Having witnessed immense volatility in the last few days, the global markets portray the much-needed inaction while depicting the traders’ cautious mood ahead of the next week’s Federal Open Market Committee (FOMC) monetary policy meeting.
Even so, the recently downbeat US inflation expectations and financial market turmoil seem to favor the risk-on mood while also probing the US Dollar.
It should, however, be noted that the Fed fund futures recently bolster the case of the US central bank’s 0.25% rate hike in the next week’s FOMC.
That said, the US inflation expectations per the 10-year and 5-year breakeven inflation rates from the St. Louis Federal Reserve (FRED) remain pressured around the multi-day low and challenge the policy hawks, as well as the US Dollar bulls, of late.
The 10-year breakeven from the FRED data dropped to a fresh six-week low of 2.22% by the end of Thursday’s North American trading session during a two-day downtrend.
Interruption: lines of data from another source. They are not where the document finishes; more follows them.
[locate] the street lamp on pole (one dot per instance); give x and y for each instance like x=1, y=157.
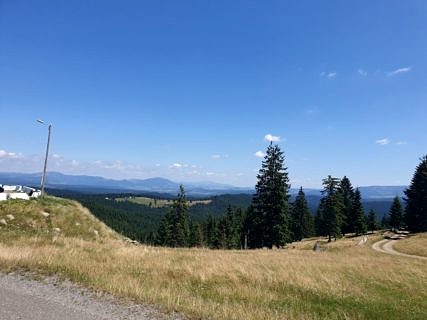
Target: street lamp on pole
x=47, y=154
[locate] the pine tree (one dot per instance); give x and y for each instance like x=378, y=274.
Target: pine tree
x=396, y=214
x=372, y=221
x=359, y=214
x=347, y=194
x=211, y=234
x=181, y=227
x=174, y=229
x=302, y=221
x=271, y=201
x=319, y=221
x=416, y=199
x=196, y=235
x=165, y=231
x=331, y=208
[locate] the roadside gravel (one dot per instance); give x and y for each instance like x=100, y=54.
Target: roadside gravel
x=51, y=299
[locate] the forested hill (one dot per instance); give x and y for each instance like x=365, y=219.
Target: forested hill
x=139, y=221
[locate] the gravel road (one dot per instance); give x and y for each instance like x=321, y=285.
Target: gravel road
x=50, y=299
x=386, y=246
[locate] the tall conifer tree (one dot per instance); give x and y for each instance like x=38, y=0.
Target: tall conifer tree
x=372, y=221
x=302, y=221
x=396, y=214
x=359, y=223
x=331, y=206
x=271, y=201
x=347, y=194
x=416, y=199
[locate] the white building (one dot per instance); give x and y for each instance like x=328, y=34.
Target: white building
x=18, y=192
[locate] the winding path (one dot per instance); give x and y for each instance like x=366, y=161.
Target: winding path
x=386, y=246
x=22, y=298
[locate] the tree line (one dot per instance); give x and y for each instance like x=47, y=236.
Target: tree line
x=272, y=220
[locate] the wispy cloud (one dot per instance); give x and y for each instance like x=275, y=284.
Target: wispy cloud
x=270, y=138
x=9, y=155
x=382, y=142
x=259, y=154
x=401, y=143
x=329, y=75
x=312, y=111
x=362, y=72
x=219, y=156
x=399, y=71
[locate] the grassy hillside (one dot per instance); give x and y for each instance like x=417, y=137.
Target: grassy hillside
x=347, y=281
x=49, y=218
x=415, y=244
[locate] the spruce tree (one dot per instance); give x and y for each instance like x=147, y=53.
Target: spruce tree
x=302, y=221
x=331, y=208
x=181, y=227
x=319, y=221
x=211, y=234
x=372, y=221
x=165, y=231
x=174, y=229
x=271, y=201
x=416, y=199
x=396, y=214
x=348, y=214
x=359, y=214
x=196, y=235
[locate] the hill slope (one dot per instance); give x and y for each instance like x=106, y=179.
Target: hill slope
x=49, y=218
x=342, y=282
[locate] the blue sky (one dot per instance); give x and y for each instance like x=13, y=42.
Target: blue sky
x=188, y=90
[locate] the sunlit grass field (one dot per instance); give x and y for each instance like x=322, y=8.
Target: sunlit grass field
x=346, y=281
x=416, y=245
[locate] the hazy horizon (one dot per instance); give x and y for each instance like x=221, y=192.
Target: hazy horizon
x=195, y=91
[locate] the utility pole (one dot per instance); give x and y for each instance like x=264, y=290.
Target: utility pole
x=46, y=157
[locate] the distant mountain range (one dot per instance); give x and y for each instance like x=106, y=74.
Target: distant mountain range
x=95, y=184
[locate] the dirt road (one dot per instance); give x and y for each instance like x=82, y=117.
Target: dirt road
x=22, y=298
x=386, y=246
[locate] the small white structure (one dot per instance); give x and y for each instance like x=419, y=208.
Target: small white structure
x=18, y=192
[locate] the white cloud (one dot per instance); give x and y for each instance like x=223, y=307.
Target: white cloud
x=399, y=71
x=331, y=75
x=312, y=111
x=259, y=154
x=382, y=142
x=271, y=138
x=10, y=155
x=362, y=72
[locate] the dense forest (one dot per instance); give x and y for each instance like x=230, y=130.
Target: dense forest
x=270, y=217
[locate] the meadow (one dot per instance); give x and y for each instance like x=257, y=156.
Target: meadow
x=346, y=281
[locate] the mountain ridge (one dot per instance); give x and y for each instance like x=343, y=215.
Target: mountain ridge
x=98, y=184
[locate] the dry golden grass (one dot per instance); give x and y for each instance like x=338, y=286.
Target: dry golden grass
x=346, y=281
x=416, y=245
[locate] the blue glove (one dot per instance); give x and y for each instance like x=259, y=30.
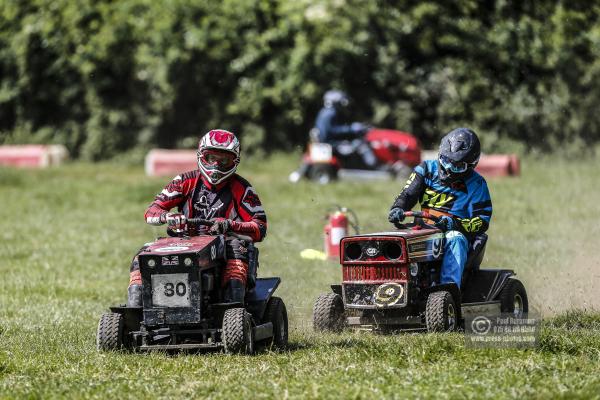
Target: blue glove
x=445, y=223
x=358, y=127
x=396, y=215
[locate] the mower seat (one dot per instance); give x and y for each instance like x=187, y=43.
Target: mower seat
x=476, y=253
x=252, y=267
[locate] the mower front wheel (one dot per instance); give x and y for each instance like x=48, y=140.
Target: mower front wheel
x=328, y=313
x=238, y=336
x=276, y=314
x=109, y=336
x=513, y=298
x=440, y=312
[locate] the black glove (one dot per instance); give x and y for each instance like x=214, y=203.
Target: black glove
x=220, y=227
x=396, y=215
x=445, y=223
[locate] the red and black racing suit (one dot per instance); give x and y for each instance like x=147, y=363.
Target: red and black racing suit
x=195, y=197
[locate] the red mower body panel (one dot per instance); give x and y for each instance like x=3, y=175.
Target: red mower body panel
x=392, y=145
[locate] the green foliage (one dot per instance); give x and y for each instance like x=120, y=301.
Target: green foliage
x=65, y=260
x=105, y=76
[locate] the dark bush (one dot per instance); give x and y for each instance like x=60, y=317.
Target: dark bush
x=105, y=76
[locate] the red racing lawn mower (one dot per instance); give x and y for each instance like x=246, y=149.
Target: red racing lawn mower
x=389, y=283
x=183, y=306
x=396, y=152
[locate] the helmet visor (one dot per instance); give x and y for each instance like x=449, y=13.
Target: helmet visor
x=219, y=160
x=455, y=167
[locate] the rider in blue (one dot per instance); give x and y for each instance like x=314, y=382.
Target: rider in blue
x=450, y=188
x=332, y=129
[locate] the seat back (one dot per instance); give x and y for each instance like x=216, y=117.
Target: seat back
x=252, y=266
x=476, y=252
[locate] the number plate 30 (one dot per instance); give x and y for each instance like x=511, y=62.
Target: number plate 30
x=170, y=290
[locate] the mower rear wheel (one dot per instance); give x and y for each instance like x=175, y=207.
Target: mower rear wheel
x=276, y=314
x=238, y=336
x=328, y=313
x=440, y=312
x=109, y=336
x=513, y=298
x=322, y=173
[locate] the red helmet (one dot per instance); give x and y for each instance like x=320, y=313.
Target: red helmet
x=218, y=155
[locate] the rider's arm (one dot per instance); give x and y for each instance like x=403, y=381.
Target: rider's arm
x=480, y=211
x=414, y=188
x=246, y=211
x=171, y=196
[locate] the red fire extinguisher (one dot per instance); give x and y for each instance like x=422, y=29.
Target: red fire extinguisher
x=336, y=228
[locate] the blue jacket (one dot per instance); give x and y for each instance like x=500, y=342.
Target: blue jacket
x=467, y=200
x=331, y=128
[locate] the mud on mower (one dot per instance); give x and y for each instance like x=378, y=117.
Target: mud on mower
x=183, y=306
x=389, y=284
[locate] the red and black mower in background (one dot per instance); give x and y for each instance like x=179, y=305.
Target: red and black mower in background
x=396, y=152
x=183, y=304
x=390, y=282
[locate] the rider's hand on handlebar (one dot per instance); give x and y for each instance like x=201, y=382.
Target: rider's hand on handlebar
x=358, y=127
x=175, y=221
x=445, y=223
x=396, y=215
x=220, y=227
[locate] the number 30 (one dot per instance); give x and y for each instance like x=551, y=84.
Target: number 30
x=172, y=289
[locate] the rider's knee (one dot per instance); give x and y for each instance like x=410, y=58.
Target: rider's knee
x=456, y=238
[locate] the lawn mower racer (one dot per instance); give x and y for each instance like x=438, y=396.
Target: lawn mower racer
x=182, y=289
x=414, y=276
x=353, y=149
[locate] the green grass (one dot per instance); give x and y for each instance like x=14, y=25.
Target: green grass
x=68, y=235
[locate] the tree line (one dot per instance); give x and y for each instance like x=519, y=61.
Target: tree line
x=104, y=77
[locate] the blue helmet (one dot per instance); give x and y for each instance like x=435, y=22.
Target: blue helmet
x=335, y=98
x=459, y=154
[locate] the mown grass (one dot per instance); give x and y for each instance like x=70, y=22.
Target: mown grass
x=69, y=233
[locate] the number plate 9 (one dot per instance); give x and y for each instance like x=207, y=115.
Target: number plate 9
x=170, y=290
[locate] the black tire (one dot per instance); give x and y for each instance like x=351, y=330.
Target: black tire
x=322, y=173
x=328, y=313
x=440, y=312
x=110, y=332
x=276, y=313
x=238, y=336
x=513, y=298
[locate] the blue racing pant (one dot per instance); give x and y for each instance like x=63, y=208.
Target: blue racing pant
x=456, y=250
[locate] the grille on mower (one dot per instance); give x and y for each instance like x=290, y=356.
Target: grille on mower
x=374, y=273
x=373, y=250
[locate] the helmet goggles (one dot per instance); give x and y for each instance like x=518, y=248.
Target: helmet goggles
x=217, y=160
x=455, y=167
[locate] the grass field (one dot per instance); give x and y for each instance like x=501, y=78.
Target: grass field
x=68, y=235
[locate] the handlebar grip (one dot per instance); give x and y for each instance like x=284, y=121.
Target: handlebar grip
x=199, y=221
x=421, y=214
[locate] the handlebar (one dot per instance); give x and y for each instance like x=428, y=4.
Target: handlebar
x=199, y=221
x=207, y=222
x=421, y=214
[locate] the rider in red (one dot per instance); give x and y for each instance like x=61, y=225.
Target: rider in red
x=216, y=193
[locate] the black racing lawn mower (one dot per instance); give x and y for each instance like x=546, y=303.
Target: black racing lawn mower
x=390, y=282
x=183, y=302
However, the two-year counterpart revisits the week-start of 2.26%, previously poked in early February, while dropping for the second consecutive day.
To confirm the latest weakness in the US inflation expectations, the traders might wait for Friday’s UoM 5-year Consumer Inflation Expectations for March, 2.9% prior, which in turn could confirm the Fed’s 0.25% rate hike and propel the US Dollar in case of upbeat readings.